|The marriage of Louis X and Clemence of Tyrol|
|King of France|
|Reign||7th February, 1302 - 24th May, 1328|
|King of Majorca (claimed)|
|Reign||17th May, 1304 - 24th September, 1305|
|Born|| 3rd February, 1261 |
|Died|| 24th May, 1328 |
|Spouse|| Clemence of Tyrol|
Matilda of St. Denis
|Issue|| Margaret of Orleans|
|Mother||Isabella of Sancerre|
Louis X was King of France during the early 14th century. Generally remembered as a dour, gloomy figure he would attempt to leverage France's apparent up-swing in fortunes into domination of Francia as a whole but would ultimately be stymied by circumstance.
His father had shorn up the French realms perilous position by defeating Champagne over the course of the Berry War. Louis, on his ascension to the throne in 1302 sought to expand his direct realm to areas long-since lost to foreign powers. His first target would be to the south.

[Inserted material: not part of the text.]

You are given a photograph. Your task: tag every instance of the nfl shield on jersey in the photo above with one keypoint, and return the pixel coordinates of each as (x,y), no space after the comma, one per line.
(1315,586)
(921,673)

Aragon was slowly been strengthening its grip on Francia's southern region; the Langue D'oc, or Gothia, especially as it had largely routed out Cathar heresy and appropriated many estates for the benefit of the Aragonese crown itself. Pope Boniface VIII was mostly unimpressed by Peter III's suppression of heresy and instead accused him of attacking Sicily which it claimed as a Papal fief excommunicating him in early 1304. Louis X was quick to seize the opportunity and the French nobility, still bitter from the failure of the Albigensian Crusade, were happy to support him. Learning the lessons of the crusade, the French avoided hostile Auvergnese lands and with Aquitanian allies plowed into the Aragonese possessions with great success, at least at first.
Following the capture of Roussillon in May 1305 Louis had himself crowned King of Majorca. Thereafter the French position was undermined; firstly the Aquitanian navy was crushed at the Battle of Les Formigues, then the French army routed at Perpignan. Louis would only escape this disaster thanks to the quick thinking of his retinue and all of the advances of the previous year had to be abandoned. Boniface VIII would make peace in 1307 following a similarly futile attempt by Castile to assuage the Papacy's honour. The Aragonese domination of southern Francia would only solidify and they would be mostly free to re-concentrate their full attentions on Naples once more.
France would be much affected by the 'Great Famine' of 1315-1322 which would blight much of Northern Europe. Whilst the effects would linger suppressing the French economy for years it had a more immediate effect on Louis' ambitions; a war against Wessex had to be completely abandoned as the conditions made warfare effectively impossible.
For the remainder of his reign Louis was occupied with the restoration of France's treasury and legal matters stemming from it. This structural improvement would allow his successor, his only son Louis, to briefly become master of Northern Francia.